Tasmania is steady in joint fifth spot — leading on equipment spending. NSW moves up to equal fifth from sixth position and now ranks first on economic growth, while the ACT remains seventh — in that position on three indicators.
The Northern Territory stays in eighth place, however the decade-average method of assessing economic performance disadvantages the Top End given significant LNG construction over 2012–18 inflated a range of economic indicators.
Annual growth rates
The State of the States report also compares the annual growth rates across the eight major indicators, enabling comparisons in terms of economic momentum. This quarter’s report revealed:
- The commodities and tourism-heavy state of Western Australia continues to outperform the rest of the nation, also ranking first on five of the eight key economic indicators.

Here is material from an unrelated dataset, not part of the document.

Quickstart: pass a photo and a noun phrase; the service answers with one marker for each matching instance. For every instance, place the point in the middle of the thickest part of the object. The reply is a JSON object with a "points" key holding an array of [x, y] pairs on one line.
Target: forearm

- Queensland slips from first to second place but is ranked second or third on four of the major economic indicators. The housing market remains a pillar of support for the Sunshine State economy amid still-strong interstate migration.
- Victoria shot up to third spot, benefitting from solid retail spending, construction activity and inbound overseas migration.
- There is little separating Victoria from South Australia (fourth), Northern Territory (fifth) and NSW (sixth).
- Tasmania (seventh) and the ACT (eighth) are both being held back by slowing population growth and retail spending.
About the CommSec State of the States Report
The April 2025 edition of the State of the States report uses the most recent economic data available. While population growth data relates to the September quarter of 2024, other data – such as unemployment – is much timelier, covering the month of March 2025, with the majority of the other indicators using December quarter of 2024 figures.
CommSec, the self-directed broking arm of Australia’s largest bank, assesses the performance of each state and territory on a quarterly basis using eight key indicators. Those indicators include economic growth, retail spending, equipment investment, unemployment, construction work done, population growth, housing finance and dwelling commencements.
Just as the Reserve Bank of Australia (RBA) uses long-term averages to determine the level of "normal" interest rates, CommSec compares the key indicators to decade averages; that is, against "normal" performance.
CommSec also compares annual growth rates for eight key indicators for all states and territories, in addition to Australia as a whole, enabling a comparison of economic momentum.